Al left his controls and came after me. The four of us were soon piled one on top the other, tossed from side to side in the cramped space of the nose of the plane. Though not comprehending why we were unable to escape the now fiercely burning plane, I do not recall any sense of fear or panic . We seemed locked in a timeless moment of inertia when suddenly, with a deafening blast, which lit up everything, our aircraft blew up and disintegrated, freeing us from each other – a free-fall into eternity.
My ‘chute opened readily and I felt a sudden jerk and the strain of the harness on my shoulders as the wind snatched at the canopy. I was swaying violently from side to side. Except for the rush of the wind I was now in an unreal world of mist and utter silence. To add to the unreality, it seemed as if I was suspended in the air, for at first I experienced no sensation of falling.
I became aware of distant searchlights and a glow of a fire far below me. Our aircraft? It seemed that I was drifting aimlessly, with the only sound, the wind, swelling the silk of the chute above me. Then, the sudden rush of a shadow coming towards me at immense speed. It was the ground reaching up to gather me. Instinctively, I grabbed for the release knob on my harness, turned it and slapped it hard. The next thing I knew was that I was running on firm ground with ghostly billowing folds of silk collapsing all about me. I had made a perfect landing. I wriggled out of the harness.
I landed in a field south of Nieuw-Venneg, as I found out later, and hid out in a cornfield for most of the day. I was aware that the Germans were all about looking for survivors of the crash. My heart was pounding. We had been told to try to escape south and hopefully get to Spain – a seemingly improbable task for a black man in Europe without attracting attention.
I realised that my only hope was to seek help from the Dutch. In the early evening I managed to attract the attention of a farmer who beckoned me to jump the ditch separating us. He thrust a spade into my hand so it would appear from a distance that I was a farm hand. He then took me to the farm, where his wife tended the small cut on my head and gave me a hot meal.
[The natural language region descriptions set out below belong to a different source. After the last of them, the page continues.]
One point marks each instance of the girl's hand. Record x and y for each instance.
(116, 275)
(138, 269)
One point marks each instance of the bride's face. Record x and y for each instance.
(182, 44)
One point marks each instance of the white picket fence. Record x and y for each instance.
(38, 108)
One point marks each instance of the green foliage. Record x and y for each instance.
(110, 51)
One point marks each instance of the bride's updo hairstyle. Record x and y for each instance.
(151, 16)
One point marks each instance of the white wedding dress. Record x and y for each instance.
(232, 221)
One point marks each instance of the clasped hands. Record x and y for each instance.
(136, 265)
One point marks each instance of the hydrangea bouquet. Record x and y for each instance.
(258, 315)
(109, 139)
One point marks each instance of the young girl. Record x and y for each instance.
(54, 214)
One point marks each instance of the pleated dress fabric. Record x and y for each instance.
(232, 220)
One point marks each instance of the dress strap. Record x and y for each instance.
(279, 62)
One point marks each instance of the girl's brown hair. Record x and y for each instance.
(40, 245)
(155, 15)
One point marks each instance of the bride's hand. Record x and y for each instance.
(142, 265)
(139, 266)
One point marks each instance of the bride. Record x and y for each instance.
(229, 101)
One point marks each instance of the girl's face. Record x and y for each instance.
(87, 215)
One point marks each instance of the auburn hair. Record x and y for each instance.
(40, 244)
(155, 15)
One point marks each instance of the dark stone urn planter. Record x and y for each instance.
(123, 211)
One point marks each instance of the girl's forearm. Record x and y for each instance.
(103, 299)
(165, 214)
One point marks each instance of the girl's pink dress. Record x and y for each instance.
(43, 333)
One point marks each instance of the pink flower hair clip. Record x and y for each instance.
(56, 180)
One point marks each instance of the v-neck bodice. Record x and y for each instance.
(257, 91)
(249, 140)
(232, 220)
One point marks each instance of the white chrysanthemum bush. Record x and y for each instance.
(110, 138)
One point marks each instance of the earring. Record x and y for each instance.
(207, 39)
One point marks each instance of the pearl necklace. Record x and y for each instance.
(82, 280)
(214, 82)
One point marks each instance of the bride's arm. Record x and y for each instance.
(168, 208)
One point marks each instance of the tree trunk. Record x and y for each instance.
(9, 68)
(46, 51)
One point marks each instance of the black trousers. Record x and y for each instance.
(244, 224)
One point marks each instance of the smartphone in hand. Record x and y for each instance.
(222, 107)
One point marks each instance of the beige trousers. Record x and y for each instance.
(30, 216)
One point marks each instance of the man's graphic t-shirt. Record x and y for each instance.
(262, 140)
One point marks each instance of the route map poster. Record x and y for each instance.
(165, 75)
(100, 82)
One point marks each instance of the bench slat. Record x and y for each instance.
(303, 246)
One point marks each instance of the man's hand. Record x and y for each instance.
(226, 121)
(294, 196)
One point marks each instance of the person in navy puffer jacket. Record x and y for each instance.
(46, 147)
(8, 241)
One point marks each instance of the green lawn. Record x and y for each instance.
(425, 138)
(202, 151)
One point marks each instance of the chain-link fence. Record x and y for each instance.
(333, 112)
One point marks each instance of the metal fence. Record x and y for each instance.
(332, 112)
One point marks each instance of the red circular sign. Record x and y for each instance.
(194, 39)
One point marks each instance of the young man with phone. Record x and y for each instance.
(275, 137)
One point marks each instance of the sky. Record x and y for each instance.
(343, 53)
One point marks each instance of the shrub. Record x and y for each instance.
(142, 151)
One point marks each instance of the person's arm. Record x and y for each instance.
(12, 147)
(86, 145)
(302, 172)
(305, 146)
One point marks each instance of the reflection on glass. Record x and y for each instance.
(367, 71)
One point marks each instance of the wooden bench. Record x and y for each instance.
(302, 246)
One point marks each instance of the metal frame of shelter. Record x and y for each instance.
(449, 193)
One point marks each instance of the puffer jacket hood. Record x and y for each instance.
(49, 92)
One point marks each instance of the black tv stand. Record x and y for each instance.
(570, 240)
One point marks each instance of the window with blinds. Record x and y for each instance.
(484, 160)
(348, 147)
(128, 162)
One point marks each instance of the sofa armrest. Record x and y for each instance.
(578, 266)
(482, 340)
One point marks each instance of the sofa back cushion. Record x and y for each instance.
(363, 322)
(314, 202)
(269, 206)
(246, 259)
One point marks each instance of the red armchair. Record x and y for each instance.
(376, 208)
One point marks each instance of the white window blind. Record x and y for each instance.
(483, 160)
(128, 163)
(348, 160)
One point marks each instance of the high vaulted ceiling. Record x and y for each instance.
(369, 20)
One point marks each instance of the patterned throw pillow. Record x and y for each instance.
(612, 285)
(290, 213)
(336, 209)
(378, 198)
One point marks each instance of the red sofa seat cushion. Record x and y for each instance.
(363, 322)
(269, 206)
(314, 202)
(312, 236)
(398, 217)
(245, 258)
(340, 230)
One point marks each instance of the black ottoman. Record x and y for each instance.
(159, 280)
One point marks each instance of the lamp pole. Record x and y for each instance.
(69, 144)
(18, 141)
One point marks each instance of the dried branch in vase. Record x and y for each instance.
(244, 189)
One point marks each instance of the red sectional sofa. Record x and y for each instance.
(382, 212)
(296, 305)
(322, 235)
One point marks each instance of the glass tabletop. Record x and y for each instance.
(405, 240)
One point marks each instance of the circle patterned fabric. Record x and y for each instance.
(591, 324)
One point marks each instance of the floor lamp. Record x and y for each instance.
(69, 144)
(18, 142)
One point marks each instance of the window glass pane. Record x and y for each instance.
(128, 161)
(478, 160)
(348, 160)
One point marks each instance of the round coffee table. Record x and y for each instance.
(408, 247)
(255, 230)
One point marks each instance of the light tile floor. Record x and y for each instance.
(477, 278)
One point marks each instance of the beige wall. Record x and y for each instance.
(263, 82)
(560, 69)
I was told that the local Dutch policeman had already been informed of my presence, and he it was who handed me over to the Germans. I was taken to an interrogation camp in Amsterdam, put into solitary confinement for 5 days, dragged out in bright sunshine to be photographed. A few days later I was transported with many other PoWs to the camp named Stalag Luft III (later the scene of The Great Escape) before being sent to another compound a few kilometres away.